Anche i  miti del "tutto attraverso la rete" e gli eletti come semplici "cittadini portavoce del Movimento" stanno venendo giù.
In fondo, lo dicono anche gli intellettuali : è bello essere come tutti.



Soldi e doppio mandato, il M5S e l’addio alle sue regole

Il direttorio: “Il microcredito non funziona. I soldi andranno usati, in modo politicamente proficuo”. E scricchiolano altre regole storiche
 
 
 
LAPRESSE
Luigi Di Maio e Alessandro Di Battista fanno parte del direttorio a cinque che guida il Movimento in questa nuova fase

 
Nelle chiacchierate dentro il direttorio del Movimento cinque stelle si può sentire qualcuno dei cinque esporre ormai senza pudori ragionamenti come questo: «Diciamoci la verità ragazzi, il microcredito non ha funzionato, bisogna trovare il modo di usarli, i soldi, e usarli in maniera politicamente più proficua». Traduzione: i giovani stanno per riuscire a mettere in soffitta quella che per il Movimento è la regola delle regole, la regola più cara a Casaleggio, la regola francescana: i soldi pubblici in eccesso si restituiscono (a un fondo per le piccole e medie imprese). Se rinuncia a questo caposaldo il Movimento non è più la stessa cosa. È quello che sta avvenendo. 

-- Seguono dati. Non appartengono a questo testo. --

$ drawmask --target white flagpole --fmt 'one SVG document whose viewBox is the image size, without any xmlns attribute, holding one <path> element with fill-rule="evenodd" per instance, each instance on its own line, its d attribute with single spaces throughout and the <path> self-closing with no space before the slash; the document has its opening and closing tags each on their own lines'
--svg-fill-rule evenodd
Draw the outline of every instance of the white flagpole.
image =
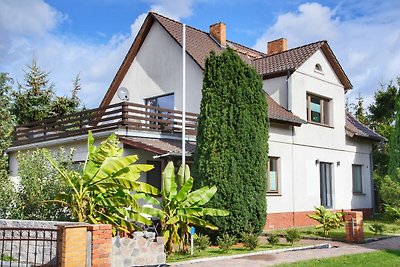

Non senza resistenza, naturalmente, ma stanno cambiando alcune regole cruciali, nel M5S che si trasforma in partito. Che sia un passo avanti verso il pragmatismo, o la rinuncia e il tradimento dei propri ideali più coraggiosi, questo decidetelo voi. Ma la regola dei soldi sta per essere infranta. Beppe Grillo disse ai parlamentari, a fine 2013, «forse siamo stati tropo rigidi sui soldi, tremila euro per vivere a Roma, per chi non è di Roma, sono troppo pochi». Poi sono venute le elezioni europee 2014: all’indomani del voto, per evitare di ripetere la querelle sulla diaria, assai alimentata dai media, ai parlamentari europei fu concesso di tenersi tutti i soldi. Così quelli italiani mugugnano: «Perché noi dobbiamo restituire e loro no?». Infine una storia recente, molto indicativa. In Sicilia il M5s ha risistemato, con suoi soldi, una trazzera a Caltavuturo, una strada rurale che è stata pavimentata in cemento e potrà ridurre i tempi per scavalcare un punto del viadotto franato sulla Palermo-Catania. Una cosa molto bella, ma nel Movimento è servita anche a fare due più due: «Vedete? Se i soldi si possono usare a fin di bene, perché restituirli, come ci impone la vecchia regola di Casaleggio?». 

Di Casaleggio, appunto, più che di Grillo. Ieri, sul blog, s’è letto: «La selezione dei candidati per le prossime elezioni politiche manterrà lo stesso metodo di quelle del 2013». Era Grillo che smentiva se stesso del giorno prima («abbiamo imbarcato di tutto»), o era Casaleggio che - in un soprassalto - gli ha corretto il tiro? 

I due - eccoci al punto - non marciano ormai sulla stessissima lunghezza d’onda. Casaleggio è sofferente e isolato. Grillo si sta molto avvicinando al gruppetto-Di Maio. Aveva avuto l’idea di passare ferragosto con Di Maio e la first lady Silvia Virgulti a Marina di Bibbona. I «ragazzi» del direttorio spingono per cambiare una seconda regola: il doppio mandato. Nessuno nel M5S può essere eletto per più di due mandati. Ma ce li vedete i neopotenti trentenni a tornare a casa dopo due mandati in cui hanno assaggiato Roma? Altra regola che rischia. 

La terza regola è già cambiata: i meet up, che prima erano, il Movimento, sono stati declassati a semplici «Amici di Beppe Grillo», non hanno nessuna possibilità di fare recall ai parlamentari, e il Movimento è invece degli eletti, in particolare del direttorio. Luigi Di Maio si sta costruendo una sua struttura, pescando tecnici a piacimento, dal legislativo, dalla comunicazione, attraendo deputati nella sua orbita, come Mattia Fantinati, o come Alfonso Bonafede, unico che resiste alla vicepresidenza di una commissione (la Giustizia). «Non siamo un partito/ non siamo una casta/ siamo cittadini punto e basta», cantava il Movimento dello Tsunami tour. Una stagione ormai sepolta.